Analytics, Automated & MarTech | Media & Entertainment

Americans prefer to read political articles that support their own pre-existing views and spend 36% more time reading articles they agree with vs. articles that challenge their beliefs, according to research conducted at Ohio State University.

The study also found that even when respondents did read articles that ran counter to their viewpoint, they nearly always attempted to balance them by reading others that confirmed their beliefs.

Silvia Knobloch-Westerwick, co-author of the study and associate professor of communication at OSU, said that this study, in which researchers observed and recorded which material respondents chose to read (rather than relying upon them to self-report), is the first of its kind to demonstrate that people selectively and consistently choose to focus on media messages that agree with their own views.

During the study, participants clicked on an average of 1.9 articles that agreed with their views, and 1.4 articles that didn’t. This gave the participants a 58% likelihood of picking an article that supported their viewpoint vs. a 43% likelihood of choosing an article that challenged their beliefs.

Additional findings:

  • Participants are most likely to read only articles that were consistent with their views. Next most common is reading both views on an issue. Very few people only click on articles that oppose their views.
  • People with a stronger party affiliation, conservative political views, and greater interest in politics were the ones most likely to click on articles with opposing viewpoints.
  • People who reported that they read news more frequently were more likely to avoid opposing viewpoints.
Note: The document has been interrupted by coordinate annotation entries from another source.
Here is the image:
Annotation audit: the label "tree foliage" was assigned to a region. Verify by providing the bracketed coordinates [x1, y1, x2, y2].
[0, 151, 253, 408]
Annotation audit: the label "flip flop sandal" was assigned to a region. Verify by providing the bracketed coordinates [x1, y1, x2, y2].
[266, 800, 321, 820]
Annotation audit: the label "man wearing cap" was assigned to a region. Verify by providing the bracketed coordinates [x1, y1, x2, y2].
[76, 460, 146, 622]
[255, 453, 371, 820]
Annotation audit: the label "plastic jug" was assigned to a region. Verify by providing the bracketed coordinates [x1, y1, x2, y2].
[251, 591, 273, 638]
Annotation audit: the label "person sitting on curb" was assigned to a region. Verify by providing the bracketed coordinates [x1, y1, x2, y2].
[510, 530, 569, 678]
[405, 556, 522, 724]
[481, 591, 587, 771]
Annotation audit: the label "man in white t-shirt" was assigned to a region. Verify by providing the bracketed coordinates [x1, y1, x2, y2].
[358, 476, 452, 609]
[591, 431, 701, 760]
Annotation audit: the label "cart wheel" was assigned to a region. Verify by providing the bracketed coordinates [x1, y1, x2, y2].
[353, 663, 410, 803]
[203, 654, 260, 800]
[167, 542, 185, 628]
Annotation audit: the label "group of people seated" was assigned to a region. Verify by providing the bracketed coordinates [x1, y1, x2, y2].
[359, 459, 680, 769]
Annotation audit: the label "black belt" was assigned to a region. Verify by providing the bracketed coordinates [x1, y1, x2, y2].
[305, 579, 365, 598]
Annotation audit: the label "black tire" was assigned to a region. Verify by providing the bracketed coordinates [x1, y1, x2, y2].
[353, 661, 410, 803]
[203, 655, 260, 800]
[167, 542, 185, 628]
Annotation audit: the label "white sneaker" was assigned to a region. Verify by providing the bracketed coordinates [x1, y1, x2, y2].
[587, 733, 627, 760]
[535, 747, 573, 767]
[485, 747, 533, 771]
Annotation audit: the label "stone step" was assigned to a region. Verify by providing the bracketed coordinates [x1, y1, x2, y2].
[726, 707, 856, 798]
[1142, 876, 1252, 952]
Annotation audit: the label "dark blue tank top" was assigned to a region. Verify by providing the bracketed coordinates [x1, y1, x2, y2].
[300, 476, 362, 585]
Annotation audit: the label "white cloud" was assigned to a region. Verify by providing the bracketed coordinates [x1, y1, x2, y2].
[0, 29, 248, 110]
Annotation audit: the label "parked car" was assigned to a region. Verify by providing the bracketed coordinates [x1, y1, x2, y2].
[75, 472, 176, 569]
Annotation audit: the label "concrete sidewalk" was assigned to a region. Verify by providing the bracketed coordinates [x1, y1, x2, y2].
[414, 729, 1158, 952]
“People have more media choices these days, and they can choose to only be exposed to messages that agree with their current beliefs,” Knobloch-Westerwick said.

According to Knoblock,-Westerwick, the results from the study have a host of real-world implications, “If you only pay attention to messages you agree with, that can make you more extreme in your viewpoints, because you never consider the other side,” she said. “Citizens really should be weighing and monitoring diverse arguments in order to make informed decisions. Unfortunately, that’s not happening as often as it should.”

About the study: Knobloch-Westerwick conducted the study with Jingbo Meng, a former OSU master’s degree student. The research involved 156 undergraduate students at an American university. In the first of two sessions conducted for the study, the participants were asked their views concerning four hot-button topics: Gun ownership, abortion, health care regulation and the minimum wage. They were also asked about 13 other issues that were included to cover the fact that the researchers were interested in these four issues. Six weeks later, the students were invited to participate in another study, supposedly unrelated to the first. In this case, they went to a computer lab, where they were asked to give their impressions of a new online magazine. The online magazine had pro and con articles on the four topics that they were questioned about in the first session. All the articles had headlines that clearly indicated what position they were advocating.